Saturday, September 7, 2024

Avoiding the Dreaded B-word


  1. In her campaign for president, Kamala Harris is steering clear of the B-word


    , the scary word that might frighten many voters. I have avoided it too. Until now. It is Berkeley!

 

Like Harris, I lived first in Berkeley, California, just a few miles from the famous University of California at B….. Don’t say it, Mike! Today, some people call it the People’s Republic of Berkeley.

 

When Harris talks about her background, she usually refers to the East Bay or Oakland, where she did not live until she was in her 20s. Well, I can’t blame her. Oakland has a safer, diverse middle-class sound to it.

 

In her first home, she lived for a while in Berkeley, where Harris’ parents were pursuing Ph.D degrees in 1964. After they left and split up, she and her mother and sister moved back to Berkeley.

 

We only lived in Berkeley for about a year after I was born, moving to the next town over, El Cerrito, where I lived until high school. Many of my friends were sons and daughters of university professors.

 

Then I went to the dark side: I enrolled at the University of California at Berkeley! This was 1959, when there was no tuition and all you needed was a B average in college-related subjects to get in. There was no entrance exam to one of the country’s most prestigious public universities. Well, why not go there?

 

This was all before the famous Free Speech Movement, which took place the year after I graduated in 1963. But there were precursors of student radicalism when I was there. There were demonstrations of some kind all the time. Even at our Daily Californian student newspaper, we sang revolutionary songs at our parties.

 

I still think the campus of 28,000 people was too big. I got lonely and joined a fraternity. How different that was: full of engineering and business students who embraced conservative political views. What a contrast!

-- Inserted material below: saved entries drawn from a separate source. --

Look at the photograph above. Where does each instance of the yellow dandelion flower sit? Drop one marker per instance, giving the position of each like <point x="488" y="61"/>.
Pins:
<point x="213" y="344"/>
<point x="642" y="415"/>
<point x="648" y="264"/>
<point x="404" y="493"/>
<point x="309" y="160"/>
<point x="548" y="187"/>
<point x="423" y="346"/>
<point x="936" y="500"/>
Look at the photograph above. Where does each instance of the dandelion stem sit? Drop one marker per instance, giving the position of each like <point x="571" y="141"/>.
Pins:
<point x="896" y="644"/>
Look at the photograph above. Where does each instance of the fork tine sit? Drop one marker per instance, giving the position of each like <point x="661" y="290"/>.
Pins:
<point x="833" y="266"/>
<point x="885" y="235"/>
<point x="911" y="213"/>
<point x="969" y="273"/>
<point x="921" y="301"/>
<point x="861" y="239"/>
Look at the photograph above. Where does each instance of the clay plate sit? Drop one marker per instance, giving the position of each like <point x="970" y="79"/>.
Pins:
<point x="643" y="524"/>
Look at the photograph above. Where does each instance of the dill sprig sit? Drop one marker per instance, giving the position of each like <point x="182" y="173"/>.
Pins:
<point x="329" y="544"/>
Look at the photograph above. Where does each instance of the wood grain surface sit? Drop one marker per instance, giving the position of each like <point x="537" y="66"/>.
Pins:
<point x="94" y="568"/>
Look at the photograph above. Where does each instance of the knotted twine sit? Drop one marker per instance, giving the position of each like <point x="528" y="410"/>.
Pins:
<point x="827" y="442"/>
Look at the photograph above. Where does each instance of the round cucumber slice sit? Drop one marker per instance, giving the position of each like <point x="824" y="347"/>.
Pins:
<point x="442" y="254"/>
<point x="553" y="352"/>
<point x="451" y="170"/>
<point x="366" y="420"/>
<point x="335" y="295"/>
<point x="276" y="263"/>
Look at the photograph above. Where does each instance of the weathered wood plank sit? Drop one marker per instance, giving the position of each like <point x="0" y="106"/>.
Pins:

Upon graduation, I didn’t flee the Berkeley stigma. I got a job as a reporter for the Berkeley Daily Gazette  newspaper. Man, was this foreign to student radicalism! It covered the city’s largest industry by piecing together University of California press releases. It had a conservative editorial policy for the rest of Berkeley, which did not seem to be liberal at all.

 

Despite a few college reunions and football games, I had little connection since then with the now notorious city.


The only time I bring it up now is usually when someone in my rural town in Virginia questions one of my viewpoints in a conversation. My answer: “I can’t help it. I went to UC Berkeley!”